The rhythm guitarist for the Grateful Dead steps out of the long shadow of Jerry Garcia in the documentary “The Other One,” which just made its public debut streaming on Netflix.
The film, by Mike Fleiss, offers a splendid collection of clips, some fine musical performances by Weir and recent collaborators, and of course a snoutful of nostalgia for Grateful Dead fans. It’s an entertaining, fast-moving film whose revelations will be revelations only to non-fans.
The documentary likes to stay in motion:
Weir, who collaborated with the filmmakers, takes visitors along for visits to the location of old music shop where he first hooked up with Garcia; to the site of his boyhood home; and to the infamous band crash pad at 710 Ashbury in San Francisco.
Via extended archive footage, viewers join the Dead on its pilgrimage to the pyramids of Egypt, and go scuba diving with a bloated Garcia on the reefs off Kauai. They’re among the most poetic and touching moments in the film.
Fully titled “The Other One: The Long Strange Trip of Bob Weir,” the documentary seemingly exposes what the musician wants exposed. The bio’s glaring omission is Weir’s 2013 sloppy collapse onstage with Further in New York, a headline-making event that goes unexplained and unaddressed — as does the sudden cancellations of a series of his own band’s gigs not long after. This film’s Weir is thoughtful, relatively moderate and a master of his instrument.
Musicians influenced by the Dead line up to hail Weir’s work as second guitarist to Garcia. “I don’t know anybody who plays the guitar the way he does,” Garcia says in an archival interview. Weir says he focused on becoming more than the stereotypical rock rhythm guitarist by studying key jazz artists, particularly pianist McCoy Tyner in his support of John Coltrane. (This in a band sometimes derided as being the most successful amateur musicians of all time.)
Garcia’s widow says Weir was “the magic object” at the center of the band. Many women agreed, with the boyish “heartthrob” of the Dead celebrated for his ability to pull groupies for himself and for the more savory characters in the band.
The self-described rock “tomcat” finally settled down, and his wife and children get welcome roles in the documentary, as does his sister and biological father.

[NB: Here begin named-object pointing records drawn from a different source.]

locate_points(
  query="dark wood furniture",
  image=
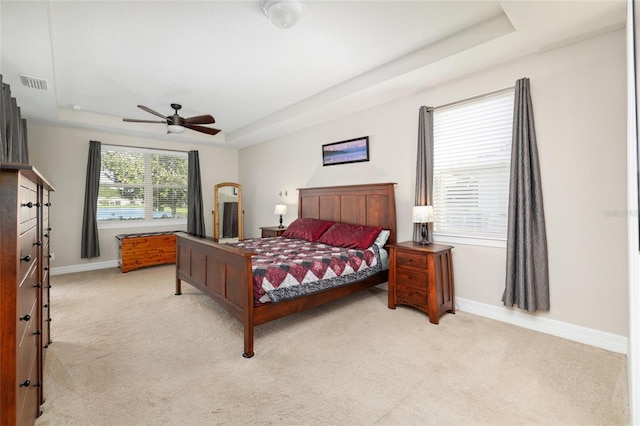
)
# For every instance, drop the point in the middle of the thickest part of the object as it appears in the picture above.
(24, 291)
(422, 277)
(272, 231)
(224, 272)
(149, 249)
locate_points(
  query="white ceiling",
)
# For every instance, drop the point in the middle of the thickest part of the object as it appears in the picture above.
(226, 59)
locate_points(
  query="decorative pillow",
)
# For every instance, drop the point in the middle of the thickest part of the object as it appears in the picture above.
(350, 236)
(306, 228)
(383, 236)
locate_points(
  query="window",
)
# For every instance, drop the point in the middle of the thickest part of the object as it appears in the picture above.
(142, 184)
(472, 156)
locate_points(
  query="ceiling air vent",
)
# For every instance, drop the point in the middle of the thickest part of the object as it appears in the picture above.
(34, 83)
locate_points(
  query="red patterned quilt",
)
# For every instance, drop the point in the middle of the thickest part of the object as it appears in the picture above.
(285, 268)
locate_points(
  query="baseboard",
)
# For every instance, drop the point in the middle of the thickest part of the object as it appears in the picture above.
(589, 336)
(84, 267)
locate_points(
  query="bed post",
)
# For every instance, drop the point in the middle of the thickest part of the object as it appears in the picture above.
(178, 282)
(248, 312)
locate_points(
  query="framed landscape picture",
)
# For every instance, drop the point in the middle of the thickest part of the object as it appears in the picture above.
(349, 151)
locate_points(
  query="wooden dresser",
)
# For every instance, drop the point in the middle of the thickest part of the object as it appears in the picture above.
(148, 249)
(422, 277)
(24, 291)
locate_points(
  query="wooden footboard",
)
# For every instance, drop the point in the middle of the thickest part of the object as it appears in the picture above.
(222, 272)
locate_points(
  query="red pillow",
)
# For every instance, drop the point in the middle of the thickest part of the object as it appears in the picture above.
(350, 236)
(306, 228)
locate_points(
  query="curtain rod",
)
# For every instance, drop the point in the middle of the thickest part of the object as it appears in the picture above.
(504, 89)
(145, 147)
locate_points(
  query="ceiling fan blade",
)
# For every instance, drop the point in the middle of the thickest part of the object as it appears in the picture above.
(133, 120)
(200, 119)
(202, 129)
(150, 111)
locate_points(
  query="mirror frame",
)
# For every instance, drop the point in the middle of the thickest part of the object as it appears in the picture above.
(216, 219)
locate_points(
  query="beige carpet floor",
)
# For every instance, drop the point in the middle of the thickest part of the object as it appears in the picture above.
(127, 351)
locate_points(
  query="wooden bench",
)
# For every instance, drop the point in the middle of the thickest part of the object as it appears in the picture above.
(148, 249)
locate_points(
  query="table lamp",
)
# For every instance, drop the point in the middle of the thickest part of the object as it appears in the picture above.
(423, 215)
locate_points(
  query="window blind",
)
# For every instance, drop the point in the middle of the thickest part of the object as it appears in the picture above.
(472, 155)
(142, 184)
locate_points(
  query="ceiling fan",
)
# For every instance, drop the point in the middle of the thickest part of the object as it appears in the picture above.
(177, 124)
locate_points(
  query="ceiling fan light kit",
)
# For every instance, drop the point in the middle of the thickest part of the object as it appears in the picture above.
(177, 124)
(175, 128)
(283, 13)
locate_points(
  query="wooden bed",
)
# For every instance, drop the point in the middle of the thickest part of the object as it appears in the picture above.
(224, 272)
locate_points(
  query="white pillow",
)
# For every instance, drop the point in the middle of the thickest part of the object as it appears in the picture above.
(383, 236)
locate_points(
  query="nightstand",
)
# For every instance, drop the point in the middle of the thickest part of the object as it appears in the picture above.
(272, 231)
(422, 277)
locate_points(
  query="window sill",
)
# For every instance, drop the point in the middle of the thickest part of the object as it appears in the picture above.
(471, 241)
(117, 224)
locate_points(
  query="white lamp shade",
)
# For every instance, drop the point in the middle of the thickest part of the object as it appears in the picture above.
(280, 209)
(422, 214)
(283, 13)
(174, 128)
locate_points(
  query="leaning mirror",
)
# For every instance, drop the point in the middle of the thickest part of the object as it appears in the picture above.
(228, 214)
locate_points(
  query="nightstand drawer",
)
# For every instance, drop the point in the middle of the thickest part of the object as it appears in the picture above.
(411, 278)
(413, 260)
(412, 296)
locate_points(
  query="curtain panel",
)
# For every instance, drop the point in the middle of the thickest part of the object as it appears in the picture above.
(90, 244)
(424, 168)
(13, 140)
(195, 215)
(527, 278)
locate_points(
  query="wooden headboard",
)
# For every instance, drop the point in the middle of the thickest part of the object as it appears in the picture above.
(371, 205)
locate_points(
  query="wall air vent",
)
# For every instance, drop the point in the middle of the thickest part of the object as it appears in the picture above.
(34, 83)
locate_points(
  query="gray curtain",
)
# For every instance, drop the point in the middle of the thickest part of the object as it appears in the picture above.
(527, 280)
(3, 123)
(424, 168)
(13, 129)
(195, 218)
(90, 246)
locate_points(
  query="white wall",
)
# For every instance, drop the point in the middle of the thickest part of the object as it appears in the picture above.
(579, 102)
(60, 154)
(633, 355)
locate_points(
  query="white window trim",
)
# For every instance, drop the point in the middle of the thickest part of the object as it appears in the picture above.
(471, 241)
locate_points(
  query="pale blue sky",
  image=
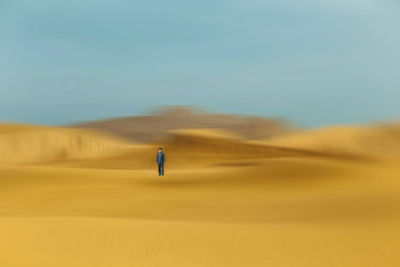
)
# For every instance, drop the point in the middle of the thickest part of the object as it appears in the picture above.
(315, 62)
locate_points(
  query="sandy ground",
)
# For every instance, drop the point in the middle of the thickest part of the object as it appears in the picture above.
(210, 209)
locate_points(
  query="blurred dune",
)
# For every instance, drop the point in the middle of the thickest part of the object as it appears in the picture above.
(375, 141)
(153, 127)
(86, 197)
(25, 143)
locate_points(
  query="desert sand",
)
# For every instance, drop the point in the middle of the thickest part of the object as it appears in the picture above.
(74, 197)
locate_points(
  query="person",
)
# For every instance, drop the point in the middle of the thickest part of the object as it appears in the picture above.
(160, 160)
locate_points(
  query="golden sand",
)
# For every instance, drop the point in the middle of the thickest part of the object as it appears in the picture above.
(246, 206)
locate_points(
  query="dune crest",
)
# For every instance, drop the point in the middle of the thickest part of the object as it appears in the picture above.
(29, 144)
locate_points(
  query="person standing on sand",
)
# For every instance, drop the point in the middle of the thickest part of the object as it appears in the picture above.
(160, 160)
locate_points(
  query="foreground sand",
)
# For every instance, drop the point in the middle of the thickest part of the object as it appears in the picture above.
(259, 212)
(249, 206)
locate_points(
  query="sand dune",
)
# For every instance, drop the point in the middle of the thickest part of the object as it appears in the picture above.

Family — real and created — looms large in the story of the man who was adopted as an infant. “Jerry was my older brother, basically,” says Weir, who left home early to join up with the guitarist in a band called the Warlocks.
“I had to have the music, and so I went after it,” Weir says.

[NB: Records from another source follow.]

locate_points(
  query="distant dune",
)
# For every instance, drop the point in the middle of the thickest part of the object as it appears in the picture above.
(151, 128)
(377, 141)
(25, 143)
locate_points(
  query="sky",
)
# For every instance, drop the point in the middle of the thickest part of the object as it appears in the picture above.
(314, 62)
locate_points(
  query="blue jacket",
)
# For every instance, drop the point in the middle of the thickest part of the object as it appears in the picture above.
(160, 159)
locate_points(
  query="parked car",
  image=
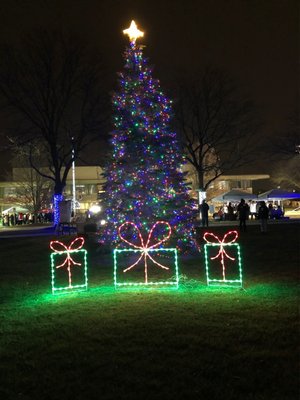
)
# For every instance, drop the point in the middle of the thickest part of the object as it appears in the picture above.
(293, 213)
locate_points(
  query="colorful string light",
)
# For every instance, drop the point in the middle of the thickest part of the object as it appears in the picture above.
(144, 177)
(228, 240)
(60, 249)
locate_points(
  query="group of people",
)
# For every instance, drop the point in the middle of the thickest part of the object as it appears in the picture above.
(243, 212)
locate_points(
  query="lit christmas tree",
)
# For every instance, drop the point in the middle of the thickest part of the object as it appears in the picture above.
(144, 178)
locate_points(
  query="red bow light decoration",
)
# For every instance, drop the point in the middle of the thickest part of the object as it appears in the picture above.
(74, 246)
(145, 247)
(228, 238)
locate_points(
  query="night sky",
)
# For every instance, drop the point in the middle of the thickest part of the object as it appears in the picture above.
(257, 41)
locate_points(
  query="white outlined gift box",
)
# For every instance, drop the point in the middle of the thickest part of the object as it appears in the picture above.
(145, 264)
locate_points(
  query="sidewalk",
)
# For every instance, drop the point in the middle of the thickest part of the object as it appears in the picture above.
(26, 230)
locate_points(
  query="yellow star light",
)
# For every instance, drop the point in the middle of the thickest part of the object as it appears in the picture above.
(133, 32)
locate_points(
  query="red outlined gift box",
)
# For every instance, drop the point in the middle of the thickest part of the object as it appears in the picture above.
(145, 263)
(223, 259)
(68, 266)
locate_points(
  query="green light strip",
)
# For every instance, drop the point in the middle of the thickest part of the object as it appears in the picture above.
(69, 288)
(223, 282)
(174, 283)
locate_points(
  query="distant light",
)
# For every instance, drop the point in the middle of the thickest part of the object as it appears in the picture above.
(95, 209)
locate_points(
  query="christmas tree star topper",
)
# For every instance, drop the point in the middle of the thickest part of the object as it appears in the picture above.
(133, 32)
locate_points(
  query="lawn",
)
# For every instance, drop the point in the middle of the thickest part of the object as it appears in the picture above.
(195, 342)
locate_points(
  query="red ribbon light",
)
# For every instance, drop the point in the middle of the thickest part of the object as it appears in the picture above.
(145, 247)
(225, 241)
(74, 246)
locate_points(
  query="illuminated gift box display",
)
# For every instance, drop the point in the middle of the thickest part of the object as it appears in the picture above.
(144, 264)
(223, 260)
(68, 266)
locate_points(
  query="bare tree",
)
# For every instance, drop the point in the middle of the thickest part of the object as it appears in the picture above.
(217, 124)
(287, 143)
(33, 190)
(53, 91)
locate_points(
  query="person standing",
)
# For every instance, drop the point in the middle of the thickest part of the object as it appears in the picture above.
(230, 212)
(263, 215)
(243, 210)
(204, 207)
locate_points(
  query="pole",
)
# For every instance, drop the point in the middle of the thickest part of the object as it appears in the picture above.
(73, 178)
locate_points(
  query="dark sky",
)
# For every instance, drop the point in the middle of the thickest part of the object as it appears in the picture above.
(257, 41)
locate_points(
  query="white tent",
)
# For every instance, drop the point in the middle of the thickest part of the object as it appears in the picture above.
(234, 195)
(278, 195)
(14, 209)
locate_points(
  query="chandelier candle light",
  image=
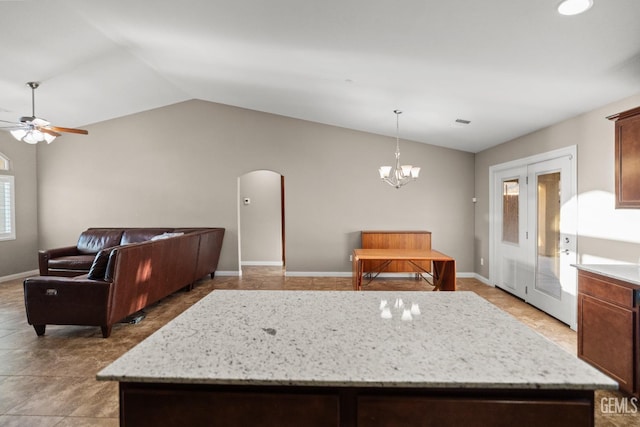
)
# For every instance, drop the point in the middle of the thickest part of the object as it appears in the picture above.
(399, 175)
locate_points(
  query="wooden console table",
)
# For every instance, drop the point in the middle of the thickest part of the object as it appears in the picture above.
(443, 266)
(396, 239)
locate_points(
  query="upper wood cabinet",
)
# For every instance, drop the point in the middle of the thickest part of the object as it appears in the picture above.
(627, 154)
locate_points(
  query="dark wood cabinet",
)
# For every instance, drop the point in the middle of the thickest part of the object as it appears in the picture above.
(608, 328)
(627, 158)
(151, 405)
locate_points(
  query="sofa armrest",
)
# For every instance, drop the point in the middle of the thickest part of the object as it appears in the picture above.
(44, 255)
(67, 301)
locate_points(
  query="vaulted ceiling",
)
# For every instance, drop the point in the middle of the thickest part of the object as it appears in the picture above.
(508, 66)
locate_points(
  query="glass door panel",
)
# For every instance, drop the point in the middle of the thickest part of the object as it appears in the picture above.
(548, 235)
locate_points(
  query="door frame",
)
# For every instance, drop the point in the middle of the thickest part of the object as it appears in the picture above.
(494, 227)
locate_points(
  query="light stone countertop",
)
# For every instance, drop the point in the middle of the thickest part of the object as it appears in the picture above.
(340, 338)
(625, 272)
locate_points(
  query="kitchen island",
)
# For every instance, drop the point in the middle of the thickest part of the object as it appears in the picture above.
(339, 358)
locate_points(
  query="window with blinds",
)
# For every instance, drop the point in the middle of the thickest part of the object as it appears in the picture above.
(7, 202)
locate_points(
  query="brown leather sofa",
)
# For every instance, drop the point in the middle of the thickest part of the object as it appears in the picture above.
(121, 279)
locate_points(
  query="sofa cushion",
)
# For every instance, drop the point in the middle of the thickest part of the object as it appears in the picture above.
(166, 236)
(91, 241)
(76, 262)
(136, 235)
(99, 265)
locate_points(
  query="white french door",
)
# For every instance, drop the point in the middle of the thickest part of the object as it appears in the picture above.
(513, 272)
(533, 233)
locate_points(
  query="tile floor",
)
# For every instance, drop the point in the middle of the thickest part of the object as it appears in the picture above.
(50, 380)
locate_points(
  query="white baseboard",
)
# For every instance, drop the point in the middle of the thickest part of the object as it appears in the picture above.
(479, 278)
(262, 263)
(230, 273)
(317, 273)
(19, 275)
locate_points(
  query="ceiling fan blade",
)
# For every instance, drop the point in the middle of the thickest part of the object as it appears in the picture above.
(13, 123)
(47, 130)
(70, 130)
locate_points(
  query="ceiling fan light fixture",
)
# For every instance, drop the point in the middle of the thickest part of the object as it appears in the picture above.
(32, 129)
(574, 7)
(32, 136)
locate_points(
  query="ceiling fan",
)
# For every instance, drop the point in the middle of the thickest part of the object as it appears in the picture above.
(32, 129)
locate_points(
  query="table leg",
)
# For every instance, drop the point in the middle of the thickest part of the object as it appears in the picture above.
(444, 275)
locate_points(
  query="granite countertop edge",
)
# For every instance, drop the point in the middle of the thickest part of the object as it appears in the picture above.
(360, 384)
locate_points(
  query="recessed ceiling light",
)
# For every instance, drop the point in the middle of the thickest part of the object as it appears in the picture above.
(574, 7)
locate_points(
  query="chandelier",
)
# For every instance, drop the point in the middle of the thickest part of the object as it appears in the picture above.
(399, 175)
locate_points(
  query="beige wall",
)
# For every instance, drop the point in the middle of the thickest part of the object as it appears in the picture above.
(605, 235)
(21, 255)
(179, 165)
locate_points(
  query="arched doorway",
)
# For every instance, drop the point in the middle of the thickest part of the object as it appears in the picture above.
(261, 231)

Another key male figure in Weir’s life was the beat generation icon Neal Cassady, whom the guitarist met as part of the Merry Pranksters.
Cassady stars in the song “The Other One,” which Weir says was the first number he wrote. Cassady died in Mexico the same night Weir was writing the Dead favorite, Weir says, repeating his old story about the dying man psychically reaching out to the musician.
Weir dismisses the Dead’s recorded output before 1970 as pretty rough, hangovers from the days of Acid Test jamming. The documentary presents the Dead’s music as getting its start with the early ’70s releases of “Workingman’s Dead” and “American Beauty” — brushing past psychedelic classics such as “Anthem of the Sun” and “Aoxomoxoa.”
Also getting short shrift are the Dead’s key collaborators over the years, notably Robert Hunter, Tom Constanten, Brent Mydland, the Godchauxs and even Owsley Stanley.
Weir says he first noticed the Dead cultural phenomenon when the band started seeing the same faces in the front row nightly while on tour.
He exhibits mixed emotions about the fans who put their lives on hold to follow the band. Weir cites the burdens of celebrity. “Being famous is boring, and it’s confining,” he says.
He blames Garcia’s heroin habit partly on the fact that he couldn’t walk down a street due to the fame that engulfed the band figurehead in the 1980s.
Musical highlights include a performance of “Cassidy” with the National and a closing acoustic duet of the title song with bassist Dave Schools.
As streamed by Netflix, the film offers decent sonics and a tasteful surround soundstage. It runs 85 minutes. Director Fleiss’ credits include “God Bless Ozzy Osbourne,” although he’s better known as a producer (TV’s “The Bachelor”).
Netflix bought the Weir documentary during its film festival premieres.